No, other trusted repositories are legitimately better because the maintainers built the software themselves. They don't purely rely on binaries from the original developer.
It's not perfect and bad things still make it through, but just look at your example - XZ. This never made it into Debian stable repositories and it was caught remarkably quickly. Meanwhile, we have NPM vulnerability after vulnerability.
Npm is all source based. Nobody is compiling binaries of JavaScript libraries. Cargo is the same.
I’m not really sure what you think a maintainer adds here. They don’t audit the code. A well written npm or cargo or pip module works automatically on all operating systems. Why would we need or want human intervention? To what? Manually add each package to N other operating systems? Sounds like a huge waste of time. Especially given the selection of packages (and versions of those packages) in every operating system will end up totally different. It’s a massive headache if you want your software to work on multiple Linux distros. And everyone wants that.
Npm also isn’t perfect. But npm also has 20x as many packages as apt does on Ubuntu (3.1M vs 150k). I wouldn’t be surprised if there is more malicious code on npm. Until we get better security tools, its buyer beware.
But do they audit the code? I say mostly no. They grab the source, try to compile it. Develop patches to fix problems on the specific platform. Once it works, passes the tests, it's done. Package created, added to the repo.
Even OpenBSD, famous for auditing their code, doesn't audit packages. Only the base system.
1 reply →
> I assume by "underlying version control system" you mean apt, rpm, homebrew and friends
No. Git.
...unless your system package manager is nix.
What is so special about nix that it avoids all these issues?
4 replies →
I think you missed the mark a bit here. This wasn’t a dependency that was compromised, it was a dep that was malicious from the start. Package manager doesn’t really play into this. Even if this package was vendored the outcome would have been the same.
No, package manager actually DOES play into this. Or, rather, the way best practices it enforces do. I would be seriously surprised if debian shipped malware, because the package manager is configured with debian repos by default and you know you can trust these to have a very strict oversight.

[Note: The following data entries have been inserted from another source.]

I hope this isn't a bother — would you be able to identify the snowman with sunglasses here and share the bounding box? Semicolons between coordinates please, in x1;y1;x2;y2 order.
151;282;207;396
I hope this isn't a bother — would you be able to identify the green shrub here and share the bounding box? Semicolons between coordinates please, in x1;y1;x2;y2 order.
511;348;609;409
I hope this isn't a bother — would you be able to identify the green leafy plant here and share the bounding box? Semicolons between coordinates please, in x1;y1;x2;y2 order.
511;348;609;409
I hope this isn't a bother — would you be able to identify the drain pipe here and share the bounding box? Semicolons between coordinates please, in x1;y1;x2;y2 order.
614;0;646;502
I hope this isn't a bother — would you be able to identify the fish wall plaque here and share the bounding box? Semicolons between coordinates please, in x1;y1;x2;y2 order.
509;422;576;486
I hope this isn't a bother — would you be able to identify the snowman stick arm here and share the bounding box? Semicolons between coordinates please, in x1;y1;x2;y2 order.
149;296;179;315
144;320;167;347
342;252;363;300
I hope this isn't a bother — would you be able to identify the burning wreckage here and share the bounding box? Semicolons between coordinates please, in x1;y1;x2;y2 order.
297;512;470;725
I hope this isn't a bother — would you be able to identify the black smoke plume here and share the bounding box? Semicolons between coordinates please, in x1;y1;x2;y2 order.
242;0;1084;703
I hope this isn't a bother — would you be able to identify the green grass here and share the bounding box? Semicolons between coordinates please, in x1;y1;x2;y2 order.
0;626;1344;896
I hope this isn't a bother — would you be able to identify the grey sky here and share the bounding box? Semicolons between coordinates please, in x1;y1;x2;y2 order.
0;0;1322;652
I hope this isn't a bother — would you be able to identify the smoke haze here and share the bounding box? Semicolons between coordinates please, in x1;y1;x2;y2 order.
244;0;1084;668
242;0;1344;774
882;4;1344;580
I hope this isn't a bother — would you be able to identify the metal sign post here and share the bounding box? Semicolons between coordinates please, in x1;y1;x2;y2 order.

If apt's DNA was to download package binaries straight from Github, then I would blame it on the package manager for making it so inherently easy to download malware, wouldn't I?
> I think you missed the mark a bit here. This wasn’t a dependency that was compromised, it was a dep that was malicious from the start.
You're making assumptions that I am making assumptions, but I wasn't making assumptions. I understand the attack.
> Package manager doesn’t really play into this.
It does, for the reasons I described.